Es sugestivo que estos mismos territorios, denominados peyorativamente como "bárbaros," eran habitados y siguen siendo habitados hasta la actualidad por afrodescendientes e indígenas que eran tachados de "física, moral e intelectualmente inferiores," tenidos como lastres que imposibilitaban el progreso y debían, por lo tanto, ser integrados o "confundidos" con las masas mediante el mestizaje.  

El mito del mestizaje es quizás uno de los más poderosos e inveterados mitos fundacionales, pues se refiere a una idea, a mi juicio, mal informada según la cual en Colombia no hay racismo porque a diferencia de Suráfrica o Estados Unidos, todas las razas y culturas se fundieron en una síntesis armónica y simbiótica. Al fin y al cabo, todos los colombianos bailan Salsa, Merengue y Vallentato e idolatran a la negra Selección Colombia.
   
Se trata, de hecho, de una de las creencias fundacionales de la identidad colombiana, como lo afirma el conocido historiador cartagenero Alfonso Múnera en su libro Fronteras imaginadas: “El viejo y exitoso mito de la nación mestiza, según el cual Colombia ha sido siempre, desde finales del siglo XVIII, un país de mestizos, cuya historia está exenta de conflictos y tensiones raciales.”

Es el mismo mito que hoy reproduce el Estado colombiano al sostener que en Colombia no hay discriminación racial. Lo sostuvo la embajadora Carolina Barco ante los congresistas negros de Estados Unidos que tenían un voto decisivo en el TLC, cuando dijo que el problema de los afrocolombianos es que viven en regiones "aisladas," no que sean discriminados. Cabría preguntarse porque empleó el calificativo de "aisladas," sustantivo que a mí me genera mucha preocupación, para referirse a los territorios donde habitan los afrodescendientes. 

Si lugares como Quibdó, Tumaco, Guapi y Buenaventura son considerados "retirados," me pregunto yo que territorios son tenidos como "cercanos." Lastimosamente, sus palabras, inoportunamente escogidas, no sólo me producen malestar sino también sustentan de manera inequívoca que los dirigentes del país siguien siendo sugestionados por una mentalidad altamente andinocentrista que ensalza los Andes como el área de la civilización y denigra las tierras calientes como lugares periféricos, no dignos de ser tenidos en cuenta, donde imperan el atraso y la barbarie.
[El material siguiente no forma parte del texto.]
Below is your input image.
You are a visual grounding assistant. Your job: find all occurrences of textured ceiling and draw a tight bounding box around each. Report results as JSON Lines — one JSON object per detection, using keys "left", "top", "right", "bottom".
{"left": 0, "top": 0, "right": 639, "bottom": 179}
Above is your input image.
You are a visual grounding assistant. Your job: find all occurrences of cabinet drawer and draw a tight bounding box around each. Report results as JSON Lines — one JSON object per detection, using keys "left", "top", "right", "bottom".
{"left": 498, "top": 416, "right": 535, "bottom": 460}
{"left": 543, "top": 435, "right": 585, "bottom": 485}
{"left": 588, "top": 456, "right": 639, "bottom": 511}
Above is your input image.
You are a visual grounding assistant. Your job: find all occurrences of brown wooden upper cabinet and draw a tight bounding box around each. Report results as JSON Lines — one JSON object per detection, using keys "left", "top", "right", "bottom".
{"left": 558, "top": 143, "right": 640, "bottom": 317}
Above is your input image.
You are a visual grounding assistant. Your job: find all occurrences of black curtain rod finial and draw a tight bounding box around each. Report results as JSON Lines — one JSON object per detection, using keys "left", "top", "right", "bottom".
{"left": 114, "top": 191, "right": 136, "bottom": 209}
Este mito lo defendió Uribe a capa y espada en un consejo comunitario en Cali a mediados de 2007, cuando argumentó, frente a líderes afros de Colombia y Estados Unidos, que el problema aquí es de pobreza, no de racismo. Y lo confirma el hecho de que el Estado colombiano lleve 12 años sin cumplir con su obligación de reportar ante el comité de la ONU contra la discriminación racial si ha hecho algo para combatirla. El mito sería curioso si no fuera tan trágico. 

La brecha entre el Chocó y Chicó, en el norte de Bogotá, es escandalosamente abismal. Entre estos dos polos opuestos que se sitúan a las antípodas el uno del otro en términos socio-económicos, se completa el cuadro de la discriminación. En Colombia sí existe racismo y mientras que los porteros de las discotecas de Bogotá y Cartagena siguen dejando por fuera a mis hermanos afros y la Policía nos sigue interrogando de manera injustificada sobre nuestras actividades cuando ingresamos a lugares "exclusivos" a los que nosotros también pertenecemos, me mantendré en pie de lucha contra un racismo que vuela debajo del radar de muchos colombianos que se muestran renuentes y/o indiferentes a combatirlo.